The U.S. Navy Has Sailed Past China’s Artificial Islands—And Must Do So Again.

October 30, 2015 Topic: Security Region: Asia Tags: South China SeaU.S. NavyFreedom Of Navigation

The U.S. Navy Has Sailed Past China’s Artificial Islands—And Must Do So Again.

Should Beijing prevail in its specious claims, the rules and norms that the U.S. has supported for decades will be effectively nullified, both in the Asia-Pacific and around the world.

 

On Tuesday, the destroyer USS Lassen sailed within twelve nautical miles of China’s man-made “islands” in the South China Sea. The transit, referred to by the U.S. Navy as a “freedom of navigation operation,” had been rumored for months and, according to press reports, resisted by senior officials at the White House for fear of antagonizing China. As predicted, China vigorously protested the operation and summoned the U.S. ambassador to China for a particularly angry harangue.

For an operation that prompted such hand-wringing in the Obama White House and angry protestations in Beijing, the Lassen’s transit should have been anything but controversial. Until 2012, when the Obama administration stopped sending vessels near the roughly 3,000 acres of land China has reclaimed in the South China Sea, the U.S. Navy and numerous others regularly transited this territory for decades. It is a critical principle of international law that any nation is entitled to pass freely and unobstructed near these man-made features, and the Lassen’s passage was a step in the right direction.

 

China’s widespread reclamation activities, which far exceed any similar activity by neighboring states, is but one part of a pattern of behavior that has marked Beijing as the principal factor contributing to the growing instability in the Asia-Pacific region. Whether it is the unilateral declaration of an Air Defense Identification Zone (ADIZ) in the East China Sea, and the persistent threat to follow suit in the South China Sea, or China’s reckless encounters with U.S. and Japanese ships and aircraft, Beijing is systemically destabilizing the Asia-Pacific region. Make no mistake, the steady deterioration in regional security over the last several years is directly attributable to a series of actions carried out by China and its military.

The United States has a clear national security interest in maintaining freedom of navigation in the South China Sea, through which about 30 percent of global maritime traffic flows. China’s grandiose claims to all the waters and islands within its “nine-dash line,” as well as its attempts to unilaterally change the status quo by reclaiming land and declaring extralegal restrictions on passage near these features, directly threaten that traffic. As important is the broader principle of freedom of navigation, which the United States has vigorously upheld for over two centuries and which forms an essential component of the rules-based international order that has prevailed in Asia since 1945. Should China prevail in its specious claims, the rules and norms that the U.S. has supported for decades will be effectively nullified, both in the Asia-Pacific and around the world.

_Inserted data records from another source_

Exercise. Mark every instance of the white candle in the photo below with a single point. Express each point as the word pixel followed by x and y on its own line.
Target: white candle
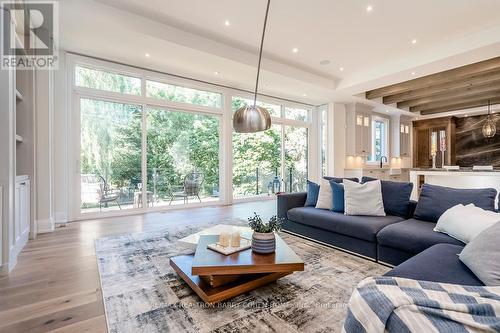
pixel 224 238
pixel 235 239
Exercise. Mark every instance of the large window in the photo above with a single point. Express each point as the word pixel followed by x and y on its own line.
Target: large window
pixel 180 94
pixel 296 140
pixel 182 157
pixel 107 81
pixel 258 158
pixel 110 154
pixel 146 143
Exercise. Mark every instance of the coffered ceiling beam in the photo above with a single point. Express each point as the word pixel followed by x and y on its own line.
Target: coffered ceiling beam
pixel 486 66
pixel 454 95
pixel 461 106
pixel 469 82
pixel 449 104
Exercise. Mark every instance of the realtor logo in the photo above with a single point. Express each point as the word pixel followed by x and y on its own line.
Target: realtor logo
pixel 29 34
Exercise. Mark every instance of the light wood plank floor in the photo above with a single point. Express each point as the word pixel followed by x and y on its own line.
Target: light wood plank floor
pixel 55 284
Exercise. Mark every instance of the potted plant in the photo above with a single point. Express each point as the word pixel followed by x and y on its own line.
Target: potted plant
pixel 263 238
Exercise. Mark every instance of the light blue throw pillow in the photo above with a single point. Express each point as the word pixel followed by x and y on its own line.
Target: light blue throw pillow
pixel 337 197
pixel 312 194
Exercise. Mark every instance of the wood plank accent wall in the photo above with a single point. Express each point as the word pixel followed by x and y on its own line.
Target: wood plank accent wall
pixel 472 148
pixel 422 130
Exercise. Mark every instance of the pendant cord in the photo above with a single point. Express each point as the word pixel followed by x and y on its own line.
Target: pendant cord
pixel 260 54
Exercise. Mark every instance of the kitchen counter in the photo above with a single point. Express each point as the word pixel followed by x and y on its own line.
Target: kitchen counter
pixel 452 171
pixel 464 178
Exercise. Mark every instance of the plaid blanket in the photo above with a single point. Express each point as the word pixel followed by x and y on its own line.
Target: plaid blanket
pixel 388 304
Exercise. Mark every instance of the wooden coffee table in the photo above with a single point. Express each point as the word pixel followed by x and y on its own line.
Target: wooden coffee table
pixel 216 277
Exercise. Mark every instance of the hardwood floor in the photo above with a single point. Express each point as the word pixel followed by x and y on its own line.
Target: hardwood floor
pixel 55 285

Now is the time for the United States to make clear that the Lassen’s transit was not simply a one-off event, or a goal in and of itself. By not challenging China’s excessive claims since 2012, the administration erroneously signaled a shift in the American belief in the unencumbered passage of all nations’ navies in international waters. These operations should never have ceased, and now they must continue on a regular basis to reinforce U.S. commitment to what must remain an unshakeable principle of international law and U.S. foreign policy. The U.S. Navy—in concert, where appropriate, with the navies of our regional allies and partners—should leave no doubt as to the illegitimacy of China’s assertions.

The administration’s stated desire to “rebalance” to the Asia-Pacific has so far consisted more of rhetoric than substance. By undertaking freedom of navigation operations in the South China Sea as a regular operation in pursuance of long-standing U.S. principles, the administration has the opportunity to show Beijing, and the rest of the region, that America can do more than just give speeches to uphold stability in the world’s most dynamic region.

Congressman J. Randy Forbes (R-VA) is Chairman of the House Armed Services Seapower & Projection Forces Subcommittee and Co-Chairman of the Congressional China Caucus.